Many were quick to criticise in October 2011 when Qantas CEO Alan Joyce announced that he intended to ground the entire Qantas domestic fleet, lock out approximately 3000 employees, and leave potentially thousands of passengers stranded globally. As we know, this forced the Australian Government to take action in Fair Work Australia, which terminated Qantas' lockout and the unions' industrial action following an urgent hearing.
But as the Fair Work Commission (as it is now known) yesterday handed down its last workplace determination arising from that action, it is difficult for an independent observer to characterise the strategy of Joyce and Qantas as anything but a success.
Qantas took the action it did because the relevant unions were causing it "death by a thousand cuts". In particular, one tactic engineered by the Australian Licenced Aircraft Engineers Association (ALAEA) and Transport Workers Union (TWU) was causing Qantas significant damage. The tactic was to notify Qantas of an impending stoppage, and after Qantas had cancelled flights and rearranged schedules, cancel the stoppage. The costs incurred by Qantas because of this tactic and the other industrial action had reached $68 million and was threatening to cause revenue losses of approximately $15 million per week. Nonetheless, the industrial action was of itself not sufficient to permit the intervention of Fair Work Australia. So Qantas did what many observers thought was the unthinkable.

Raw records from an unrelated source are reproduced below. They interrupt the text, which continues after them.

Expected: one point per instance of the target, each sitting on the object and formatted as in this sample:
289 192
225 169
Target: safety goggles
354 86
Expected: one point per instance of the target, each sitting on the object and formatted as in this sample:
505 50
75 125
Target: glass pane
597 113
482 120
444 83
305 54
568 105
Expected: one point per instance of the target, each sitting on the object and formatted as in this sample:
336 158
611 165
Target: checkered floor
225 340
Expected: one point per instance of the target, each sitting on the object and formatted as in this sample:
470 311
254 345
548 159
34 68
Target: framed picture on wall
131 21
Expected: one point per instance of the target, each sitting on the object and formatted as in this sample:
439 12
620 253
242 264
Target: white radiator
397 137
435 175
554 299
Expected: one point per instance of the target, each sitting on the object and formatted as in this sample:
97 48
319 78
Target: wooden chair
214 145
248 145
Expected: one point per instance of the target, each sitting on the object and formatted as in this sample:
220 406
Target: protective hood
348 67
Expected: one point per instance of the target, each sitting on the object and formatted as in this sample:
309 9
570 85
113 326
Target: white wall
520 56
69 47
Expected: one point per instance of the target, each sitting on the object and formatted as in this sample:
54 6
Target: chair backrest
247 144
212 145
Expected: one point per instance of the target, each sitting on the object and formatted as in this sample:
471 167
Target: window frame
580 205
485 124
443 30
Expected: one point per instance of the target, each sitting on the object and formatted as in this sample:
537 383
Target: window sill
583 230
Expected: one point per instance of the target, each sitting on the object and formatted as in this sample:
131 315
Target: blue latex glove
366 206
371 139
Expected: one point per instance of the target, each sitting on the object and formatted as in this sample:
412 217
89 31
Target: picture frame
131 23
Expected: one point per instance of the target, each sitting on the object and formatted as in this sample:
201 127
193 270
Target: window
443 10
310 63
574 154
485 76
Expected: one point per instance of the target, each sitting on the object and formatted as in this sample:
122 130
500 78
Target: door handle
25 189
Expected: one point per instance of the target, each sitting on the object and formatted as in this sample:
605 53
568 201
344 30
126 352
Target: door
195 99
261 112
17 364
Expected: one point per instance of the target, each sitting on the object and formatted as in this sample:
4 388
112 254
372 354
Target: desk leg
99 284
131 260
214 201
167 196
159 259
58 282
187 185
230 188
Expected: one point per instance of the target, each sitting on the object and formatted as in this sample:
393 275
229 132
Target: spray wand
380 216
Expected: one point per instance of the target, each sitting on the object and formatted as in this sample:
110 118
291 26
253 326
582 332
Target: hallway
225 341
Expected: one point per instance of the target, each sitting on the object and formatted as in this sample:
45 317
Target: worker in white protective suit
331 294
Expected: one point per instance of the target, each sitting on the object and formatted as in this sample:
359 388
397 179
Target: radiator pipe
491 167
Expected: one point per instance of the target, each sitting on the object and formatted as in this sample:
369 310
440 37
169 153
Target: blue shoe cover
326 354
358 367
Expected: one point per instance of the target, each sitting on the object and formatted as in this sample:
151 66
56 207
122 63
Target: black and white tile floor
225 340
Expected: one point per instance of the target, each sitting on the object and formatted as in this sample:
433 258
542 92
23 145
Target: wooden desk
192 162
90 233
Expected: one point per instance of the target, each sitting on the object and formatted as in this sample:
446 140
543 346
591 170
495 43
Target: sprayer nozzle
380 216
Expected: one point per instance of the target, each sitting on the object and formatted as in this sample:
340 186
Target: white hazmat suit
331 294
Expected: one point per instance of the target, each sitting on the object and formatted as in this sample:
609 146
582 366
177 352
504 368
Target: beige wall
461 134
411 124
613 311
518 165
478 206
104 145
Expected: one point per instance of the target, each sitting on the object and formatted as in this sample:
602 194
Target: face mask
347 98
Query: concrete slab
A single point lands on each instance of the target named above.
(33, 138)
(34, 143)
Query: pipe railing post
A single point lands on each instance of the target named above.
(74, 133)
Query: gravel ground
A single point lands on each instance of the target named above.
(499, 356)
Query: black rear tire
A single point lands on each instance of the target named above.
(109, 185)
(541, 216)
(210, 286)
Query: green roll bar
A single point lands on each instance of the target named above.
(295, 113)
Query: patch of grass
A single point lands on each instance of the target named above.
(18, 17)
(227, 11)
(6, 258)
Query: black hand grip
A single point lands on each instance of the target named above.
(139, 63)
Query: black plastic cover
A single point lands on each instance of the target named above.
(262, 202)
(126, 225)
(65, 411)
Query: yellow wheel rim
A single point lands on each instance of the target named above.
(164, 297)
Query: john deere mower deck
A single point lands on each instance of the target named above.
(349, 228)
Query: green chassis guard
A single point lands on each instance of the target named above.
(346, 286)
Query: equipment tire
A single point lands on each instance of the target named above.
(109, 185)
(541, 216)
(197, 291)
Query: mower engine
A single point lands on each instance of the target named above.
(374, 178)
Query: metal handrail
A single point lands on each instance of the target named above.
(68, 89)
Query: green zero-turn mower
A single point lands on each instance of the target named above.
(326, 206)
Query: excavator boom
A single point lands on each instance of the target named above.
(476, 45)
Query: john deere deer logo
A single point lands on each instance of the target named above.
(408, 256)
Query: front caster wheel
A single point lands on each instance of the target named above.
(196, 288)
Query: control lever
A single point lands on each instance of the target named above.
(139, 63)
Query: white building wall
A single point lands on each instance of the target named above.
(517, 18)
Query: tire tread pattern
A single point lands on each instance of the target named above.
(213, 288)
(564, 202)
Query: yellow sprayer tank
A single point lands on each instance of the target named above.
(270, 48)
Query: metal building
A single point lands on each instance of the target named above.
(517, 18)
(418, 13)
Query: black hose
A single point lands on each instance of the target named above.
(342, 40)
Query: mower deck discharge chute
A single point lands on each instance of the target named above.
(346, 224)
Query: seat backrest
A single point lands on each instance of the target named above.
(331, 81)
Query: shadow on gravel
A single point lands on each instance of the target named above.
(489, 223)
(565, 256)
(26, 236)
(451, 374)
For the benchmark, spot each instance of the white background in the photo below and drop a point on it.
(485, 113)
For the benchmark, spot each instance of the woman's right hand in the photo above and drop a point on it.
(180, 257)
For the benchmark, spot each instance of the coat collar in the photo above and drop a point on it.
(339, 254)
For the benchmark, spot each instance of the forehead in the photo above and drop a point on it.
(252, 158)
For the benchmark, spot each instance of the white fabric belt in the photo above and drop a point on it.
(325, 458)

Qantas obtained the termination of industrial action - but what was the outcome?
After Fair Work Australia terminated the industrial action, the parties were required to try and finalise an agreement within a 21 day period (extendable to 42 days). Failing agreement Fair Work Australia would arbitrate.
The outcome of all this was:
in December 2011 Qantas and the ALAEA reached a consent position which did not contain the most significant job security claims pushed for by the ALAEA and allowed Qantas to manage its business, including offshoring of A380 maintenance;
in August 2012 Fair Work Australia rejected the TWU's claims for a cap on Qantas' use of contractors and for contractors to be given the same terms and conditions as Qantas employees; and
in January 2013 the Fair Work Commission rejected the claim by the Australian and International Pilots Association (AIPA) for all "Qantas flying" to be done by Qantas pilots or by persons receiving Qantas terms and conditions.
In hindsight, who won the battle?
While the determinations carried some "wins" for the unions, on balance each was a significant win for Qantas in terms of resisting the key fetters the unions sought to place on Qantas' ability to manage its businesses. The Qantas strategy was a controversial and potentially risky one - but in hindsight it was one that has paid off for Qantas. Its brand damage appears to have been limited and temporary and Qantas appears to have achieved what it wanted out of the workplace determinations. While the grounding cost it a lot of money (Qantas reported over $120 million in costs due to the grounding and lost forward bookings and customer loyalty), it also stopped the ongoing losses caused by the industrial action taken by the unions and prevented the losses that may have flowed from giving in to the unions' key demands.
Lessons for employers
The Qantas strategy will not be one emulated often; it was a high risk/high cost strategy but had high potential gain. It also relied upon the significance of Qantas to the economy forcing the Australian Government to take action and giving Fair Work Australia the ability to terminate the industrial action. Not many other employers will be in such a position. However the lesson for employers should be that every possible alternative, no matter how potentially risky or costly it may be, should at least be considered when the employer is faced with industrial action.